Judy Greer and Andi Matichak are not nearly as effective as Laurie’s daughter Karen and granddaughter Allyson, making remarkably little impact, but then their roles are underwritten, and in Greer’s case unsympathetic, defying this good actress. And Matichak is in the uninteresting part of the movie. However, Haluk Bilginer is solid in the Loomis substitute character of crazy old Dr Sartain and Will Patton scores as Officer Hawkins.
The focus is on the haunted Laurie Strode and her new confrontation with masked Michael Myers, whose clutches she just escaped on Halloween night four decades ago, but there is teen movie stuff too with the granddaughter Allyson going to the Halloween school dance party with her boyfriend and his buddy. This is way less good, the weakest section of the movie, a strand we don’t need at all.
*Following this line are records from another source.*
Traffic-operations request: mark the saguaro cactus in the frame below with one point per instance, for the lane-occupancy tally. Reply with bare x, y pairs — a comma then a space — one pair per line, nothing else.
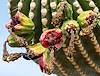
64, 33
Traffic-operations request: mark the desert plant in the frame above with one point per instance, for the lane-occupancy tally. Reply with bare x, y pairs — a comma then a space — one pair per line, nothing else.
64, 33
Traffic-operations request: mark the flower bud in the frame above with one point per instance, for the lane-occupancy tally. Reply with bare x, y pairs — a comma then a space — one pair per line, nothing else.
86, 18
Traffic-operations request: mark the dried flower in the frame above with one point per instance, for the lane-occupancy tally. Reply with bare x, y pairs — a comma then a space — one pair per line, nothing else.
52, 37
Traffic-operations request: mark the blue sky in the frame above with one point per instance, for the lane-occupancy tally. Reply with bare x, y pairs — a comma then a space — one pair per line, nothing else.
20, 67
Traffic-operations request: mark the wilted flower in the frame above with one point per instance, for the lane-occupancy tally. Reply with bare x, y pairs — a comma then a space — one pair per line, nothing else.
52, 37
86, 18
70, 25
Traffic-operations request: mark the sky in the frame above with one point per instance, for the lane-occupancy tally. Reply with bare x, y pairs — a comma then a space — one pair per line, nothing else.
19, 67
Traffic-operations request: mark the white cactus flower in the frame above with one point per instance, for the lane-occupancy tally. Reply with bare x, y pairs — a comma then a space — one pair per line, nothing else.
32, 5
44, 21
43, 11
54, 13
76, 4
91, 4
79, 10
44, 2
31, 15
20, 5
53, 5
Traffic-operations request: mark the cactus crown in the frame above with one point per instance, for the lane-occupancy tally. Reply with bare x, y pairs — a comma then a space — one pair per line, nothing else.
43, 26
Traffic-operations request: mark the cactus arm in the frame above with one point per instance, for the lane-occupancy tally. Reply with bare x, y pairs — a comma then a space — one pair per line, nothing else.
9, 57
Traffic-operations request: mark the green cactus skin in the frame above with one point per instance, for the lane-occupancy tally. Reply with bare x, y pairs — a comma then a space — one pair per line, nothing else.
60, 54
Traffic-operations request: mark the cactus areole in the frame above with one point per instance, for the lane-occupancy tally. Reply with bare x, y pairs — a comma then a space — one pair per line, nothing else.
53, 31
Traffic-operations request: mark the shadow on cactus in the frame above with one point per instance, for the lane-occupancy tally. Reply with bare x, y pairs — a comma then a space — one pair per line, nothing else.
63, 37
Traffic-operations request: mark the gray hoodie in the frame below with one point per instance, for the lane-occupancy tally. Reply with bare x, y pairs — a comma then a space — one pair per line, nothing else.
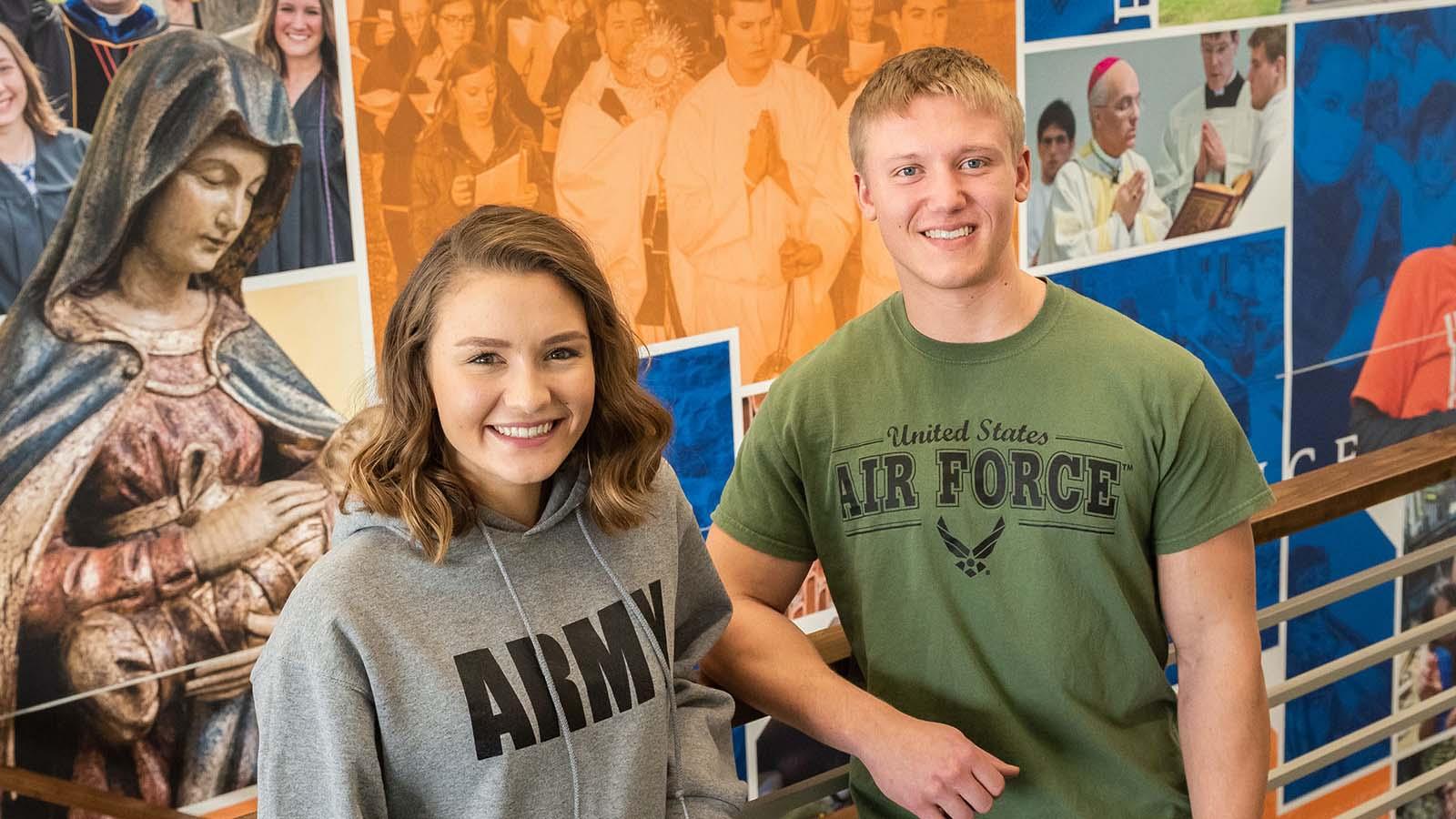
392, 687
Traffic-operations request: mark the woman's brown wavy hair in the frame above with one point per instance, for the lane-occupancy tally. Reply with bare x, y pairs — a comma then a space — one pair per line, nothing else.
404, 472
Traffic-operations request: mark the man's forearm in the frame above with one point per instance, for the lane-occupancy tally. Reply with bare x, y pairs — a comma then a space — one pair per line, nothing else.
766, 661
1223, 731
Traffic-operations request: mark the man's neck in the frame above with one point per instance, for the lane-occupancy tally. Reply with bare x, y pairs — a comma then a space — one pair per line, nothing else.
977, 314
118, 12
1103, 147
747, 77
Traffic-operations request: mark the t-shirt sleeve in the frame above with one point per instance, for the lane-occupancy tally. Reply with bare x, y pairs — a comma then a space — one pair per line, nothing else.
1208, 479
763, 506
1387, 375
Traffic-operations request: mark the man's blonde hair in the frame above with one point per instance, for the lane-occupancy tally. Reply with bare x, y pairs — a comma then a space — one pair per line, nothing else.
935, 72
There could be even more focus on Laurie Strode. When she is battling her past trauma, warning her family or gearing up for actual battle, the movie is alight, on fire. The bits that Curtis is not in are not nearly as good.
There could be even more focus on Michael Myers. When he is breaking out of his incarceration, murderously picking up his mask and knife, and then rampaging, the movie is alight, on fire. The bits that Michael is not in are not nearly as good. It really is strange that we only get the aftermath of the crucial bus crash when Michael escapes, not the build up to the crash and the crash itself. A key suspense/ horror scene is chucked away, though it does make for a great aftermath sequence, one of the best in the film.
If the script seems messy, unresolved and unfocused, sometimes all over the place, probably to do with the editing down of the movie from its first cut of 135 minutes to 106 minutes, leaving strands of the plot stranded and hanging, the score, direction and cinematography, as well as the 1978 retro titles, produce a stylish, polished, confident movie. David Gordon Green has done a decent job, though, even so, the original Halloween does not need to worry about the competition.
The mix of Jamie Lee Curtis and Michael Myers proves irresistible. It cost $10,000,000 and took a stunning $76,221,000 on its opening weekend in the US. Needless to say, the door is open for Halloween 2.
[Spoiler alert] The end credits finish on the sound of breathing.
Halloween is 18 certificate gory and violent, but nothing too terrible or gruesome. It is rated R for horror violence and bloody images, strong language, brief drug use and nudity.
Curtis has played Laurie Strode in five films: Halloween (1978), Halloween II (1981), Halloween H20: 20 Years Later (1998), Halloween: Resurrection (2002) and this film. Family friend Jake Gyllenhaal convinced Jamie Lee Curtis to reprise her role of Laurie Strode.
Nick Castle at 70 is the oldest actor to play Michael Myers, credited as The Shape, as in 1978. Curtis, Castle and P J Soles as the teacher are the only cast members to return from Halloween (1978).
The first cut of the film was 135 minutes, and director David Gordon Green says that both the ‘fat’ of the film and entire scenes were cut out for pacing and length.